Con l’entrata in vigore della nuova definizione di rifiuto urbano in Italia si rischia il caos amministrativo.
È il classico caos amministrativo all’Italiana quello che sta accompagnando dal primo gennaio 2021 l’entrata in vigore della nuova definizione di rifiuto urbano. Lo dimostra il bizzarro caso della gestione dei rifiuti inerti derivanti da piccoli interventi di manutenzione, costruzione o demolizione, eseguiti direttamente dal conduttore o proprietario di un’abitazione. Parliamo cioè dei rifiuti che produciamo eseguendo in casa piccoli lavoretti in modalità “fai da te”: piastrelle, pezzi di intonaco, calcinacci e così via.

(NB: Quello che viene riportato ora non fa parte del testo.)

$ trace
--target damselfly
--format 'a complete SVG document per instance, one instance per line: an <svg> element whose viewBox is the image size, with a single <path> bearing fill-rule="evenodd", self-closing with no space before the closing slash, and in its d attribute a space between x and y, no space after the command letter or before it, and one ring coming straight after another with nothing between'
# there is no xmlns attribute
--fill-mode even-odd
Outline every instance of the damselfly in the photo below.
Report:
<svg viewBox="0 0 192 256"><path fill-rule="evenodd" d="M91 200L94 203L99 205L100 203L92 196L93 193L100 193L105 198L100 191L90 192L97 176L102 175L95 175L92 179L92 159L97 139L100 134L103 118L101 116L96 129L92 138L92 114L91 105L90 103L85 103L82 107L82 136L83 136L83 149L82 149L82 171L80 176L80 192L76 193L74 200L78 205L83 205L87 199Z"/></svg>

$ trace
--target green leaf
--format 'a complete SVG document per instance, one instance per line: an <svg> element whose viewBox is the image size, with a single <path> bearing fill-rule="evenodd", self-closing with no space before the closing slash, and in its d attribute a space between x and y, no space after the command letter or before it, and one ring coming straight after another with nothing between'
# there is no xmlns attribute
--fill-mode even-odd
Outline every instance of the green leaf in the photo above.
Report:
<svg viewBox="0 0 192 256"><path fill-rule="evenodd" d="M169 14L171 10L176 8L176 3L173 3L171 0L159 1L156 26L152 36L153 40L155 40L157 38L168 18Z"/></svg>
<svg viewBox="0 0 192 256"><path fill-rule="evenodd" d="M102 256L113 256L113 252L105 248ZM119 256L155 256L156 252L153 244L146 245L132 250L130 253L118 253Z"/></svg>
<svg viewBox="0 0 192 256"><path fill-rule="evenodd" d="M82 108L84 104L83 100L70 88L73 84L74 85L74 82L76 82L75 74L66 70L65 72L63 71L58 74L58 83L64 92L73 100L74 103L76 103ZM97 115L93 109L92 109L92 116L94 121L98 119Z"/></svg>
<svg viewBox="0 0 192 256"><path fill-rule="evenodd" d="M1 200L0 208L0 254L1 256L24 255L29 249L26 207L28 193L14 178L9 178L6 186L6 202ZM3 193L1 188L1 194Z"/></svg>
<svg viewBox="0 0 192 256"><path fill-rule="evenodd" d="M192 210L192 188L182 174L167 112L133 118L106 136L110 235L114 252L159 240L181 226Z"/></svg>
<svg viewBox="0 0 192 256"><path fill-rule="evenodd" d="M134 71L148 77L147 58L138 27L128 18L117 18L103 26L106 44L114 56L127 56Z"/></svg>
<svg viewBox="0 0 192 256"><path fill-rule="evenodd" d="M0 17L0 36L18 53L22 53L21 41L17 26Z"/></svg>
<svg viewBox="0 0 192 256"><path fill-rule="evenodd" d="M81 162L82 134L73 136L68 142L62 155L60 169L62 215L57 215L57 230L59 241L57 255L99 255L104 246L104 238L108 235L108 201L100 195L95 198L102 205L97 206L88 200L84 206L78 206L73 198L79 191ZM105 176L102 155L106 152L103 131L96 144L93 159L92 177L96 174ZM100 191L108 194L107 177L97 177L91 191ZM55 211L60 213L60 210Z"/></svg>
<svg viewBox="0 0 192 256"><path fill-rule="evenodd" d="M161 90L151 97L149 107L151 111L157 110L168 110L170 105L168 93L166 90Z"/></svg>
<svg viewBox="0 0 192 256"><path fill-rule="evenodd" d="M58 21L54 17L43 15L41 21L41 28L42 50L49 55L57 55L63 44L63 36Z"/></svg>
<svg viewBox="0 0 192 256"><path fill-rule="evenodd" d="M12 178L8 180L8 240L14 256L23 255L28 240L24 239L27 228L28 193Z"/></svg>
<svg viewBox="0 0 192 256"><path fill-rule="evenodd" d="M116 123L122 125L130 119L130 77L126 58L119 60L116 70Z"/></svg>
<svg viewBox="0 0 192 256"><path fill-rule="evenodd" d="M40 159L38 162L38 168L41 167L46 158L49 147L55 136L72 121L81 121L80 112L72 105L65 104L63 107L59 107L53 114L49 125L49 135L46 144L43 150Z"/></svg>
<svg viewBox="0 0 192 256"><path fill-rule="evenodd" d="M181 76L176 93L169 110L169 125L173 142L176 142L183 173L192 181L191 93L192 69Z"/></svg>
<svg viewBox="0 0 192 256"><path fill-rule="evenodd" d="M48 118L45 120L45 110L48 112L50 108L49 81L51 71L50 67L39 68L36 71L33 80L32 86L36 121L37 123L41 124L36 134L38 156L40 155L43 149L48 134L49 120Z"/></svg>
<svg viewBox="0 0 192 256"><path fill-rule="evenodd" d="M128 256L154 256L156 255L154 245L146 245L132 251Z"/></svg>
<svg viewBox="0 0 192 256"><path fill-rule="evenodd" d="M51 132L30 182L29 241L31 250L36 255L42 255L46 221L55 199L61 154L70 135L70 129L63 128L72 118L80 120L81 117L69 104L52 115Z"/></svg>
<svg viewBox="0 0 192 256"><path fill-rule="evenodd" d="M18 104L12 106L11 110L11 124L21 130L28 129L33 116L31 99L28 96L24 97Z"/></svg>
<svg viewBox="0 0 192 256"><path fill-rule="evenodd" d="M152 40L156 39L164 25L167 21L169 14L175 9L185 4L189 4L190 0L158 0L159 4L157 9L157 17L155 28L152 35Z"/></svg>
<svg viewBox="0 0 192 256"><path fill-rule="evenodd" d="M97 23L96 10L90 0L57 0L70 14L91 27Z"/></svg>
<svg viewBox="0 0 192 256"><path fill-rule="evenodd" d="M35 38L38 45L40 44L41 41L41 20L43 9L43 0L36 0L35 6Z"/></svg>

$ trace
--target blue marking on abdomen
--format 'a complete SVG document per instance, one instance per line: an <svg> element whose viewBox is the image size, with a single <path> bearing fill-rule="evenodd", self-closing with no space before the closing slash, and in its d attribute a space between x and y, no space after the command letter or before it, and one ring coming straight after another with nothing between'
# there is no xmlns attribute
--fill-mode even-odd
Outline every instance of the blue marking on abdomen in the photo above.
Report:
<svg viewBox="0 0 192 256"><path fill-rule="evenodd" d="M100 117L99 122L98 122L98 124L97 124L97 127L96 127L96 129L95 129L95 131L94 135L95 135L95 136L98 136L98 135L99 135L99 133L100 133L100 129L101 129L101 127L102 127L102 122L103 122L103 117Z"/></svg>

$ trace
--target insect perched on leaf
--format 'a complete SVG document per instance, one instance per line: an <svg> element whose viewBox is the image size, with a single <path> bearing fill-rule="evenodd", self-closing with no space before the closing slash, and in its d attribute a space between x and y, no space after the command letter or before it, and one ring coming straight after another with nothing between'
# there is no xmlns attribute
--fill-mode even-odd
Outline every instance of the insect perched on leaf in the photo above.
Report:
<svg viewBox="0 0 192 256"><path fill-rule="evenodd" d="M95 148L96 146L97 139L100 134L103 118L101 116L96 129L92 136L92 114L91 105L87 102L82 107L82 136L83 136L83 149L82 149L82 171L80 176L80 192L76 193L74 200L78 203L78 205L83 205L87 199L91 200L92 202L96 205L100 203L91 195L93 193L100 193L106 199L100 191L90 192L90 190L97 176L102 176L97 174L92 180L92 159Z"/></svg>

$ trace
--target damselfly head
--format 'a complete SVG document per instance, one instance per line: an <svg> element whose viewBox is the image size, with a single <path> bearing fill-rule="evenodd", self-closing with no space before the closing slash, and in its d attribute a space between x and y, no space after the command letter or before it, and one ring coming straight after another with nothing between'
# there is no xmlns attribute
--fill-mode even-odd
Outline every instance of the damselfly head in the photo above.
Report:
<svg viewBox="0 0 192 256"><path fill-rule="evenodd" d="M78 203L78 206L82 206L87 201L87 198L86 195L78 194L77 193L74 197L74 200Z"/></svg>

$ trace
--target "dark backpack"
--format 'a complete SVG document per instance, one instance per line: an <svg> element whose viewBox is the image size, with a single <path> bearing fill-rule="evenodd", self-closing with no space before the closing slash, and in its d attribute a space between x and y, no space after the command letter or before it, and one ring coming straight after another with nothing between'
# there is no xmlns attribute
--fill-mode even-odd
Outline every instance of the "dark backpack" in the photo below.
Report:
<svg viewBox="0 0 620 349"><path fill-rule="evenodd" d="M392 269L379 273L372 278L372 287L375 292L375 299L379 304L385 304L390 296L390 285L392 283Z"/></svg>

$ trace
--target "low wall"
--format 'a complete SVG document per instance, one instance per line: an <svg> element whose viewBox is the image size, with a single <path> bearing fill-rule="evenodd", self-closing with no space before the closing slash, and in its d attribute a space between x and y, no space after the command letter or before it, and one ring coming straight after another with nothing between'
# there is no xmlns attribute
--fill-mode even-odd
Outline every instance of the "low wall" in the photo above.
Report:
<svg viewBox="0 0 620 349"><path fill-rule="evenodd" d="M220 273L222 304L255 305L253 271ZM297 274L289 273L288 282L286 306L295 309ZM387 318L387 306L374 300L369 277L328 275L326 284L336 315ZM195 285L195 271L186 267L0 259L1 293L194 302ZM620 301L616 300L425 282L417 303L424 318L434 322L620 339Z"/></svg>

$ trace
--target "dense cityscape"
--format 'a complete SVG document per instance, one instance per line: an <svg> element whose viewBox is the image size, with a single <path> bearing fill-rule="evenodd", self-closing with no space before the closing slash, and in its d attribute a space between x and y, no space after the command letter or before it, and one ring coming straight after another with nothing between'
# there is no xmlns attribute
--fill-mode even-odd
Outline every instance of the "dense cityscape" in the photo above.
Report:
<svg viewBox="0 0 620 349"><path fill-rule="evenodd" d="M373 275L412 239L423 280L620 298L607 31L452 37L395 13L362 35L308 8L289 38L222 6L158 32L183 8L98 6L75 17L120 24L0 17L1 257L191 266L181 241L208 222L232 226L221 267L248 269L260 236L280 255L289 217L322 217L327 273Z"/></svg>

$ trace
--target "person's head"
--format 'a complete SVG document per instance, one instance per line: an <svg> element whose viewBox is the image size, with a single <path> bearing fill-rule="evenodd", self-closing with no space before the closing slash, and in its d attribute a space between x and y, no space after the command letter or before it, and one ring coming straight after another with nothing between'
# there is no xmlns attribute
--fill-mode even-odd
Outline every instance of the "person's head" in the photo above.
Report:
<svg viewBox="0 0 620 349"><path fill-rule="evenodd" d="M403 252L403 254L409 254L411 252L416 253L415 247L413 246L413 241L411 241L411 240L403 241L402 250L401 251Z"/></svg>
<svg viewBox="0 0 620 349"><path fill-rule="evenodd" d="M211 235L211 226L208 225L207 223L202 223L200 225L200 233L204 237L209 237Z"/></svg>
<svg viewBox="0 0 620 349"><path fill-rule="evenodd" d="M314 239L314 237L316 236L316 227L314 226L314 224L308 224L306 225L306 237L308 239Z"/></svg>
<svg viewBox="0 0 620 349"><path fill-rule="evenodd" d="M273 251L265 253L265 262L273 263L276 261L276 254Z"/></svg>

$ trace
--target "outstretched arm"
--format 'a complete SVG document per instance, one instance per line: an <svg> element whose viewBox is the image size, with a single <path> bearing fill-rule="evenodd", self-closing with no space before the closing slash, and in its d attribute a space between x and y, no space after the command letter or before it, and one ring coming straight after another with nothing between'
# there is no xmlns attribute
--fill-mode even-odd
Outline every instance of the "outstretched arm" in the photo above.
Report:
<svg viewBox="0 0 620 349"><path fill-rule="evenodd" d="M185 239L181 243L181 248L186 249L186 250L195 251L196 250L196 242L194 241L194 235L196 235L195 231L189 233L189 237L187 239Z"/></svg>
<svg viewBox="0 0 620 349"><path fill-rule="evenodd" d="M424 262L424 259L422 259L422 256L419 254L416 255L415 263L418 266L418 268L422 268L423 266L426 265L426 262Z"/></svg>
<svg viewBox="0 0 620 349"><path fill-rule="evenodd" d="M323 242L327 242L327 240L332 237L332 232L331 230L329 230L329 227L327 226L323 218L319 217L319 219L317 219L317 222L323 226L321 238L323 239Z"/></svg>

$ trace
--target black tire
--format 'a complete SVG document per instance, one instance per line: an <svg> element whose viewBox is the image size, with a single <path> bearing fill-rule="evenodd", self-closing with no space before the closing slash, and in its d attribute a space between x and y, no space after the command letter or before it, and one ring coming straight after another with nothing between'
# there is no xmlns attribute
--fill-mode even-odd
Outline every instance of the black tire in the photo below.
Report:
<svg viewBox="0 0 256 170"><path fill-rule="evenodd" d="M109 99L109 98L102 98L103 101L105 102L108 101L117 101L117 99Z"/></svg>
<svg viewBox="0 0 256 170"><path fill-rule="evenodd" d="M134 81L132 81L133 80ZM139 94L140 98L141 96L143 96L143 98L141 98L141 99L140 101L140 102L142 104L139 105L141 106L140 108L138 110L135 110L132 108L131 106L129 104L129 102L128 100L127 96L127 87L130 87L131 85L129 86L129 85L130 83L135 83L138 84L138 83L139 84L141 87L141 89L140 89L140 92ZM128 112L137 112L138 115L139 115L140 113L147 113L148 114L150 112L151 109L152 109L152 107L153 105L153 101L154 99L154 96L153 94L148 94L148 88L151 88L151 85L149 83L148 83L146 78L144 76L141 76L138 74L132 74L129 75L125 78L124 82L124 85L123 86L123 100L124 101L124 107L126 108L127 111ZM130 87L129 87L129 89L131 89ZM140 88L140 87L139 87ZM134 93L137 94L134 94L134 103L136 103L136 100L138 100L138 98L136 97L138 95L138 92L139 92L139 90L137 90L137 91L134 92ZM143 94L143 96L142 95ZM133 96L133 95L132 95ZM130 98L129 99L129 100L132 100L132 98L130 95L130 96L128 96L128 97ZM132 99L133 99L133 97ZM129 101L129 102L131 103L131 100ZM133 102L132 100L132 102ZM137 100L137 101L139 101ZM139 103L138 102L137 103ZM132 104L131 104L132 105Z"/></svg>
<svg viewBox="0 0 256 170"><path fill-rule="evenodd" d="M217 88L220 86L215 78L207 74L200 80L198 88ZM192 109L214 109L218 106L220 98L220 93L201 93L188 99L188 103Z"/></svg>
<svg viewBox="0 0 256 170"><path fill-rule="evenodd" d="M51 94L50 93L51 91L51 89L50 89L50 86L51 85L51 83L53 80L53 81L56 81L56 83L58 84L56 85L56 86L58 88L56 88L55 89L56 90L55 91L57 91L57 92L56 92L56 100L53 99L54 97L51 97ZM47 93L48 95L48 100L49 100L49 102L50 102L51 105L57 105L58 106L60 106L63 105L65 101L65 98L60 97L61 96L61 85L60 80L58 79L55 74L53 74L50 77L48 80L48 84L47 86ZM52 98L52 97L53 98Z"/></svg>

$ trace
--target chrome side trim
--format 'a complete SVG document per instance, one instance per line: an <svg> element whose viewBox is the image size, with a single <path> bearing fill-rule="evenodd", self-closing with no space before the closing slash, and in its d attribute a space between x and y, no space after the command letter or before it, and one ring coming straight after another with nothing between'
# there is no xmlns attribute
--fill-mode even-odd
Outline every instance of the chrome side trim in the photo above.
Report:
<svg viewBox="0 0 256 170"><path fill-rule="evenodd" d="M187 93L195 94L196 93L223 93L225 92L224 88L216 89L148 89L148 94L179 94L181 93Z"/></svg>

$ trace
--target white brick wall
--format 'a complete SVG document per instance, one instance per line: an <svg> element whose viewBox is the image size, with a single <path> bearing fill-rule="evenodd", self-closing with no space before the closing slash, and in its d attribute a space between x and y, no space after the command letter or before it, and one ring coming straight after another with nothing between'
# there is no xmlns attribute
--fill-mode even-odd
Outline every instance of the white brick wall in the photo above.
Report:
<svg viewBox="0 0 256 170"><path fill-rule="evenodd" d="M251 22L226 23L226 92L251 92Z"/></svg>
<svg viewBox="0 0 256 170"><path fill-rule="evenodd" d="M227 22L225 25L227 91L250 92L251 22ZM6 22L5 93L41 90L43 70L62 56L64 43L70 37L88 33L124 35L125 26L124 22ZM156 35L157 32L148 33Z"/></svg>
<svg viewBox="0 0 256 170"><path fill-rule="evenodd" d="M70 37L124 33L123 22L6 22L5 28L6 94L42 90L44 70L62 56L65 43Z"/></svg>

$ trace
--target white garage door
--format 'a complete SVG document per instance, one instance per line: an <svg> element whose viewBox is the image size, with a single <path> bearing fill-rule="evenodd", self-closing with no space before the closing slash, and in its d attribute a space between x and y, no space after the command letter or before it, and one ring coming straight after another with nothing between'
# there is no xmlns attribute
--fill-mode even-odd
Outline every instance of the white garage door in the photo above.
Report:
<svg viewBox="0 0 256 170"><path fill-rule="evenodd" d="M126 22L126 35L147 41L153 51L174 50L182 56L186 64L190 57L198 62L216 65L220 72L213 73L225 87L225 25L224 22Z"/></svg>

Fino al 31 dicembre scorso il loro conferimento nelle isole ecologiche era garantito dal decreto ministeriale dell’8 aprile 2008, ovvero dal regolamento del Ministero dell’Ambiente per la gestione dei centri di raccolta dei rifiuti urbani, al fine di evitarne la dispersione incontrollata e favorirne il corretto recupero o smaltimento. Il problema è che la nuova definizione di rifiuto urbano introdotta dal decreto legislativo 116 del 2020, quindi da una norma di rango superiore al decreto ministeriale del 2008, esclude esplicitamente dal novero dei rifiuti urbani, tra gli altri, proprio “i rifiuti da costruzione e demolizione”.
Una previsione che vede gli operatori dividersi rispetto alla gestione di rifiuti di questa tipologia prodotti però da privati cittadini a seguito di “piccoli interventi”. La società che gestisce il servizio di raccolta e trasporto in 45 comuni della provincia di Alessandria, tra il tortonese e la Valle Scrivia, comunica ad esempio che «a partire dal 1° gennaio 2021, data in cui entreranno in vigore le nuove disposizioni in materia di classificazione dei rifiuti, i rifiuti derivanti da piccole attività di costruzione e demolizione “fai da te” saranno da considerarsi quali rifiuti speciali e, per questo, non conferibili al Centro di Raccolta». Ciò significa che anche per gestire quantità minime di rifiuto, i privati cittadini dovranno affidarsi a ditte specializzate e non più al servizio pubblico.
Stessa storia in Emilia-Romagna, dove però l’Agenzia Regionale Per i Rifiuti ha invitato i gestori a concedere ai cittadini un generoso mese di proroga. Poi, dal primo febbraio, niente più conferimenti nei centri di raccolta comunali. Ma basta spostarsi a pochi chilometri di distanza e lo scenario cambia drasticamente. Lo scorso 10 dicembre infatti dalla direzione ambiente della Regione Veneto parte una comunicazione nella quale si chiarisce che, sebbene la nuova disciplina di legge escluda i rifiuti da costruzione e demolizione dal novero dei rifiuti urbani, «risulta opportuno distinguere i rifiuti speciali prodotti da attività d’impresa di costruzione e demolizione», si legge, «dai rifiuti “inerti” prodotti da piccole manutenzioni domestiche». Per questo, scrive la Regione, «si conferma quale prerogativa essenziale per l’erogazione del servizio di raccolta dei rifiuti urbani la garanzia al cittadino del ritiro di tali rifiuti». Anche, prosegue la nota, «allo scopo di prevenire lo scarico o l’abbandono incontrollato sul territorio di detti rifiuti».
Insomma, sul tema ognuno la pensa in un modo diverso. Tutti però convengono su un punto: e cioè che le singole letture restano valide fino ad un futuro, e da tutti auspicato, intervento interpretativo del Ministero dell’Ambiente. Nella speranza che negli uffici di Via Cristoforo Colombo qualcuno sia già al lavoro per sciogliere definitivamente questo nodo.